La prescription d’anticoagulants oraux est vitale pour les patients souffrant de fibrillation auriculaire. Pourtant, ceux qui interrompent leur traitement ne sont pas rares. Ainsi, une étude de cohorte de la Caisse nationale de l’Assurance Maladie (Cnam) détaille la situation pour 35 000 d’entre eux.

Quelle proportion des patients souffrant de fibrillation auriculaire non valvulaire interrompt son traitement ? C’est ce que révèle une étude de cohorte réalisée en 2017 par le département des études de santé publique de la Caisse nationale de l’Assurance Maladie (Cnam). Le taux d’arrêt des traitements anticoagulants oraux de près de 35 000 patients ont ainsi été calculé à partir des données des bases médico-administratives françaises (Sniiram-PMSI).

Résultat, « qu’il s’agisse des patients débutant un traitement par anticoagulants oraux d’action directe (AOD : dabigatran ou rivaroxaban) ou par antivitamines K (AVK), la fréquence des arrêts de traitement dans la première année suivant le début du traitement est élevée », soulignent les auteurs. Dans le détail, « 1 patient sur 5 arrête son traitement pendant au moins 60 jours ». De plus, « moins d’un patient sur 5 reprend un traitement dans les quatre mois suivant l’arrêt ».

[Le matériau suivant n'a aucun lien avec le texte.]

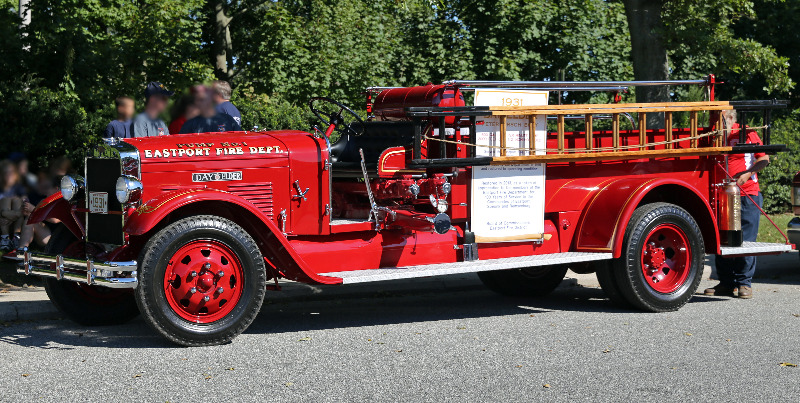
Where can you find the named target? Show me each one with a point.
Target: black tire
(627, 272)
(527, 282)
(84, 304)
(153, 300)
(605, 276)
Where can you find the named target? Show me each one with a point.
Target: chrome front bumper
(108, 274)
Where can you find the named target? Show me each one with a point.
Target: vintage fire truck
(192, 231)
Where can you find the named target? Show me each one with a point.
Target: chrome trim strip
(754, 248)
(81, 271)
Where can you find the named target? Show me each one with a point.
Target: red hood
(211, 146)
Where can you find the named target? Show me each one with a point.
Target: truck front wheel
(662, 258)
(201, 281)
(527, 282)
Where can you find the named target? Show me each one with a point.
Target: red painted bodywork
(390, 104)
(284, 174)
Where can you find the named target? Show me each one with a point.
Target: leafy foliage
(776, 178)
(62, 72)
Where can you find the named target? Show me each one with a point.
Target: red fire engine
(193, 230)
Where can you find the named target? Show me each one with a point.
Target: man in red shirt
(736, 274)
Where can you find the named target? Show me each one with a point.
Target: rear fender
(56, 207)
(178, 204)
(602, 227)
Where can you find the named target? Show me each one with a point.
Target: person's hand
(742, 177)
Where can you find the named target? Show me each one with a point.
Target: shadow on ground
(316, 309)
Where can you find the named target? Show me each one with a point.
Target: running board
(755, 248)
(397, 273)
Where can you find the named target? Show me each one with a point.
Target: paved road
(434, 340)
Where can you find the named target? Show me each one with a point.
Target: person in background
(184, 109)
(121, 127)
(209, 119)
(59, 167)
(12, 195)
(41, 231)
(736, 273)
(148, 123)
(222, 98)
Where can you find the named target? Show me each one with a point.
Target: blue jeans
(738, 271)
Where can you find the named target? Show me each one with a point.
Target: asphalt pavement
(430, 340)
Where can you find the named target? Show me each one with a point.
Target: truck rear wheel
(201, 281)
(662, 261)
(84, 304)
(527, 282)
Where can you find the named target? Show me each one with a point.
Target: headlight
(446, 188)
(796, 196)
(128, 189)
(70, 186)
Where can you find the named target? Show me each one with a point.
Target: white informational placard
(517, 139)
(507, 202)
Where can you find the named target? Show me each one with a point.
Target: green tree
(697, 38)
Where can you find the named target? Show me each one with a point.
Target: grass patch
(768, 233)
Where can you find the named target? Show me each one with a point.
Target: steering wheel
(334, 119)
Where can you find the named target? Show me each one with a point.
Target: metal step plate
(754, 248)
(397, 273)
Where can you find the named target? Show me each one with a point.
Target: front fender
(602, 227)
(152, 212)
(55, 206)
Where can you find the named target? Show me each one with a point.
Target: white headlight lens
(128, 189)
(69, 187)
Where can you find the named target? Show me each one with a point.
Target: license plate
(98, 202)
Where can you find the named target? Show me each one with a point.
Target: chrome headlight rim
(71, 186)
(795, 196)
(128, 189)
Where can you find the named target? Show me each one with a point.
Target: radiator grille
(260, 194)
(101, 176)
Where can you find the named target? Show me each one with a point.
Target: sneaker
(745, 292)
(720, 290)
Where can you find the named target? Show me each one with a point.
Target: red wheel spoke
(197, 282)
(666, 260)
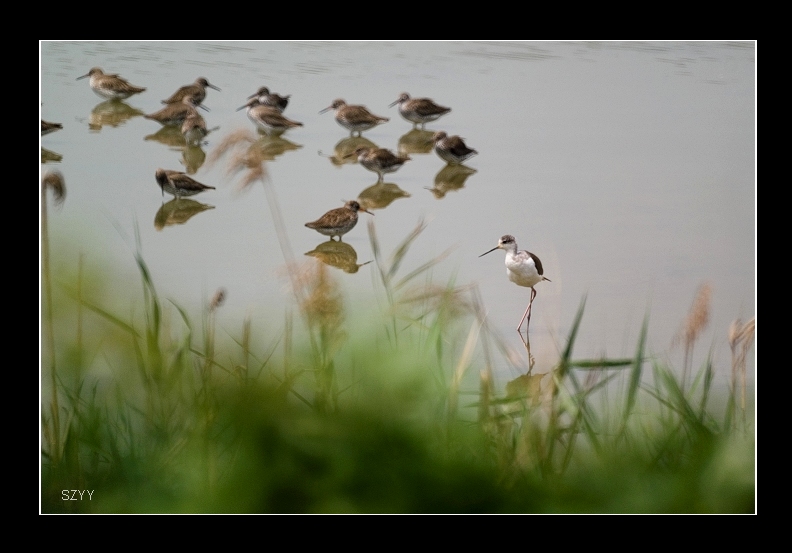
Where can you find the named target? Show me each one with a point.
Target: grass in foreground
(159, 412)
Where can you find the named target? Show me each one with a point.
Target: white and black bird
(523, 268)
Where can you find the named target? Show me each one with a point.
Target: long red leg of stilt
(527, 314)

Aucune différence entre AVK et AOD

La comparaison des taux d’arrêt entre nouveaux utilisateurs d’AOD et d’AVK révèle que « l’adhésion au traitement AOD, dabigatran ou rivaroxaban, n’est pas meilleure qu’avec le traitement AVK », note la Cnam.

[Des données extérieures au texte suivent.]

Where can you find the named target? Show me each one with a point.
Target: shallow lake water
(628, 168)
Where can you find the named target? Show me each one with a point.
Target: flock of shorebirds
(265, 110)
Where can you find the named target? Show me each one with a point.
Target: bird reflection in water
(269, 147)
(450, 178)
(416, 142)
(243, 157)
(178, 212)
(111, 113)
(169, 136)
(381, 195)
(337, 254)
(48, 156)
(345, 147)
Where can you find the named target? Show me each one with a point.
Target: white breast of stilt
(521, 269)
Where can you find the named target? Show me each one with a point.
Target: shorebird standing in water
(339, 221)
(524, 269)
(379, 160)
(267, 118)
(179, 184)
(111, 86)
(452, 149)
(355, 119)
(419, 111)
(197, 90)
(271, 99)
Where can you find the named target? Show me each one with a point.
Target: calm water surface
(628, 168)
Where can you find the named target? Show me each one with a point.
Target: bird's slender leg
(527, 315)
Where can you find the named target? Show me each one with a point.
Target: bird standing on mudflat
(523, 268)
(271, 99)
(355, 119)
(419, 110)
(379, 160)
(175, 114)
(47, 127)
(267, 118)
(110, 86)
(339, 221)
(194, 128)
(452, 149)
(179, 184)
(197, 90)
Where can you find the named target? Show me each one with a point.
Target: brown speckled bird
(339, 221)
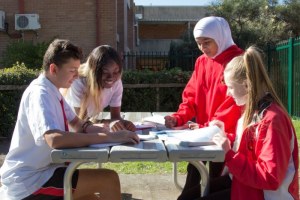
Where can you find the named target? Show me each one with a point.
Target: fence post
(157, 97)
(290, 75)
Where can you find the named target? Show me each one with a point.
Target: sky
(173, 2)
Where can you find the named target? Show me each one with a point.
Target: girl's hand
(118, 125)
(218, 123)
(222, 141)
(170, 121)
(128, 125)
(193, 125)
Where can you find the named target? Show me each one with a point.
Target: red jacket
(265, 165)
(204, 96)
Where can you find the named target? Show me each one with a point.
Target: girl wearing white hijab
(204, 97)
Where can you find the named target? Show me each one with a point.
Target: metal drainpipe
(97, 23)
(21, 6)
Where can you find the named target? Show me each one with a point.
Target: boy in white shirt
(42, 125)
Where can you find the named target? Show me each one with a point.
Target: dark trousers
(192, 189)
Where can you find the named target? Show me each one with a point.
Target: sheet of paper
(197, 137)
(156, 119)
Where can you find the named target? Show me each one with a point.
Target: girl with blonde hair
(263, 162)
(99, 85)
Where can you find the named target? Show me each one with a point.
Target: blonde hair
(91, 72)
(250, 67)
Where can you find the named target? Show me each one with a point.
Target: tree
(289, 12)
(251, 21)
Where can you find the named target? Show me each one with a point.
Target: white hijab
(216, 28)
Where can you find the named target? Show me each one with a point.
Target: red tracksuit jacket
(204, 96)
(265, 165)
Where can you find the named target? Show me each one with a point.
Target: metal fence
(284, 71)
(157, 61)
(283, 62)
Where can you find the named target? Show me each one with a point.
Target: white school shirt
(110, 96)
(27, 165)
(237, 141)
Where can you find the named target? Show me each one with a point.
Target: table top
(152, 150)
(203, 153)
(86, 154)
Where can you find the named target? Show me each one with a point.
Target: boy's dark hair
(59, 52)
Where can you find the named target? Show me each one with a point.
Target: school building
(90, 23)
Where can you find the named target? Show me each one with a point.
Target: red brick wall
(161, 31)
(74, 20)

Dans le but d’améliorer l’adhésion de ces patients à leur traitement, la Société française de cardiologie (SFC) et la Cnam rappellent trois points clés :

– La fibrillation auriculaire est une maladie grave et la mortalité associée à sa principale complication, l’AVC, peut être en grande partie réduite par la prise d’anticoagulants oraux ;

– L’adhésion optimale à ces traitements, obligatoire pour assurer leur pleine efficacité, doit être discutée avec les patients et régulièrement contrôlée, notamment chez ceux traités par AOD pour lesquels un suivi biologique n’est pas nécessaire ;

– Face aux patients ayant décidé d’arrêter le traitement de leur propre chef, une discussion doit être engagée pour comprendre les raisons d’arrêt incluant la recherche d’effets indésirables hémorragiques et mettre en place des actions pour améliorer l’adhésion.

A noter : la fibrillation auriculaire, associée à un excès de mortalité, touche plus d’un million de patients en France. Elle constitue une des causes principales d’accident vasculaire cérébral ischémique (AVC), d’insuffisance cardiaque et de morbidité cardiovasculaire.